Anne Lauber (born 28 July 1943) is a Canadian composer, conductor, and music educator. A member of the Canadian League of Composers and an associate of the Canadian Music Centre, she has been commissioned to write works by the Quebec Symphony Orchestra, the Toronto Symphony Orchestra, the Canadian Music Competitions, the Canada Council, and the Ministère des Affaires culturelles du Québec among many other groups. In 1985 she was awarded first prize for her Arabesque at the International Guitar Competition in Marl, Germany. She became a naturalized Canadian citizen in 1972. In 2007 the Eastman School of Music featured her in the school's Women in Music Festival. Her son Tristan Lauber is a successful concert pianist.

==Education and work as a teacher==
Born in Zürich, Switzerland, Lauber studied the violin and piano privately before entering the Lausanne Conservatory in 1964 on a scholarship from the Association des musiciens suisses. She studied there through 1967 where she was a pupil of Andras Kovach and Zoltán Kodály. At the same time she studied music composition privately with Jean Perrin and Darius Milhaud.

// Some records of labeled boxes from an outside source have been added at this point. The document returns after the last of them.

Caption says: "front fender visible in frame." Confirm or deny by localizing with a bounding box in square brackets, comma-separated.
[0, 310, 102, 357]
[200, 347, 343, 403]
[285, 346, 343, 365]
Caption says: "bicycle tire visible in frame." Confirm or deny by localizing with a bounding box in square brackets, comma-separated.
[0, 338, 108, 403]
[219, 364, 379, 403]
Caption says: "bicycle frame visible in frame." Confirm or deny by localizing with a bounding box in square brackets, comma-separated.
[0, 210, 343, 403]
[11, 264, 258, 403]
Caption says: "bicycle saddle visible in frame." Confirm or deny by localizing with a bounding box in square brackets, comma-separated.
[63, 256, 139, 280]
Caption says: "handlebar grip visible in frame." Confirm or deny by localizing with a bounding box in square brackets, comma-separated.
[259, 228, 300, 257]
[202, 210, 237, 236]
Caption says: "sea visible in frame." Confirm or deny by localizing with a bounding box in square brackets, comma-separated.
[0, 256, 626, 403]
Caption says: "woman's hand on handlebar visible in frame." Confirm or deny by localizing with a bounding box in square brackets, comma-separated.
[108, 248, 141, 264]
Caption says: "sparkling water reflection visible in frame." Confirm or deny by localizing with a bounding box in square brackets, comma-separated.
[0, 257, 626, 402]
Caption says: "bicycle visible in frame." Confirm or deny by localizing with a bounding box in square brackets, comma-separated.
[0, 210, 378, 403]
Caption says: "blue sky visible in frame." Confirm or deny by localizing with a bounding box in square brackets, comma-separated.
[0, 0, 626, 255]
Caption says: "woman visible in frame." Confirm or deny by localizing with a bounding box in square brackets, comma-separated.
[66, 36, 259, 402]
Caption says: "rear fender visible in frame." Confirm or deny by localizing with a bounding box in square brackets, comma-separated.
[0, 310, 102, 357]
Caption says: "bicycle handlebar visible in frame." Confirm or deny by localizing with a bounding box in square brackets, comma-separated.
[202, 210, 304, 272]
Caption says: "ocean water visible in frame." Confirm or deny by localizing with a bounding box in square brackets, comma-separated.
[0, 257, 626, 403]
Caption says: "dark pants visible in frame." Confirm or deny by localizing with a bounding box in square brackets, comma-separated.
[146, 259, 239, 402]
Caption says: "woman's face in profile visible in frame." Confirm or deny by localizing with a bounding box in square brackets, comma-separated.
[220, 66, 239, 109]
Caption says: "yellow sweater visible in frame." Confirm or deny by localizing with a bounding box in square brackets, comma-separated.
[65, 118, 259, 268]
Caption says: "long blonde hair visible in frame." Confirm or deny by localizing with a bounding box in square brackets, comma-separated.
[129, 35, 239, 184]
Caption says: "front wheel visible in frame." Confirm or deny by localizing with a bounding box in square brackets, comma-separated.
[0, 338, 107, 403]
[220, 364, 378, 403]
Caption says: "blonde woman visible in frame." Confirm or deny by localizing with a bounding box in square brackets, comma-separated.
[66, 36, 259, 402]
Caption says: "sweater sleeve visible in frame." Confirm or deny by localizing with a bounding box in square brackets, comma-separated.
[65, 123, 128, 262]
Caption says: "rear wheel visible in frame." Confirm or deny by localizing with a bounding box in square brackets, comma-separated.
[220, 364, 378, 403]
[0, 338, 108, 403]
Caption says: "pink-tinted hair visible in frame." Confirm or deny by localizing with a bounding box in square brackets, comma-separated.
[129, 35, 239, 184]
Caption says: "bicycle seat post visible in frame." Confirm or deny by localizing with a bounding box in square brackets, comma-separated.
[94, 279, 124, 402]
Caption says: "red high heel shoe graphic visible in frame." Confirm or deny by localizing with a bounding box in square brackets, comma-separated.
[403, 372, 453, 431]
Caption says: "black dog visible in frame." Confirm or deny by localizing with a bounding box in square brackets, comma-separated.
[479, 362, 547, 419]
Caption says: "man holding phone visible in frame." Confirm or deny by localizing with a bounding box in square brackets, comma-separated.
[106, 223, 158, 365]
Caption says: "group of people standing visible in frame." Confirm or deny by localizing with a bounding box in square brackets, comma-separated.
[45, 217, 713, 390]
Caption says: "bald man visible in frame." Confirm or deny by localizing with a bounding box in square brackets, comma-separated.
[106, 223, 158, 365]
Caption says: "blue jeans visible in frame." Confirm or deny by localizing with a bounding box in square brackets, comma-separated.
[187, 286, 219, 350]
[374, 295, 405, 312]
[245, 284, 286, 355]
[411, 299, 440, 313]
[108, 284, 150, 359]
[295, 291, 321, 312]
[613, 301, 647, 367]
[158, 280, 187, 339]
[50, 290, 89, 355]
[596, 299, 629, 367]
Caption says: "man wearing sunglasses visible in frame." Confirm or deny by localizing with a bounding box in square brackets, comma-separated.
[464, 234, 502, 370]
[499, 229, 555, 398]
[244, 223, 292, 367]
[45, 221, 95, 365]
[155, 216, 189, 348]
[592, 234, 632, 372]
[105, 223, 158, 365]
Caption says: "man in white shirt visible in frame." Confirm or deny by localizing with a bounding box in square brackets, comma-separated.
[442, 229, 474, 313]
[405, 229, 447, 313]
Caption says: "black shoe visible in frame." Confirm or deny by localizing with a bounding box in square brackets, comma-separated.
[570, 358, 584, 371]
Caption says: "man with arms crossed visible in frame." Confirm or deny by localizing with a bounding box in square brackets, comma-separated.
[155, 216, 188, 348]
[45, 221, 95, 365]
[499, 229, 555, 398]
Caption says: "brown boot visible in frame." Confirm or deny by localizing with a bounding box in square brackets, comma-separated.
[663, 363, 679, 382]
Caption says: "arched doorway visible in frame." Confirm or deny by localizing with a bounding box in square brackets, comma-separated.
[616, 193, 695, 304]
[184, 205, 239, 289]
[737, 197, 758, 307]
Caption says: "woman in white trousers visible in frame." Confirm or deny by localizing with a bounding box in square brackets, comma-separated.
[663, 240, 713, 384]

In 1967 Lauber came to Canada to pursue studies in music composition privately with André Prévost. She eventually enter the graduate music composition program at the Université de Montréal (UM) where she continued studies with Prévost and Serge Garant. From the UM she earned a Master of Music in 1982 and a Doctor of Music in 1986, both in composition. In 1980 she studied conducting privately with Jacques Clément.

Lauber is a former faculty member of the Université du Québec à Montréal, Université du Québec à Trois-Rivières, Concordia University and the Université de Montréal. She served as the vice-president of the Quebec region of the Canadian Music Centre in 1987, and then was president from 1988 until 1992.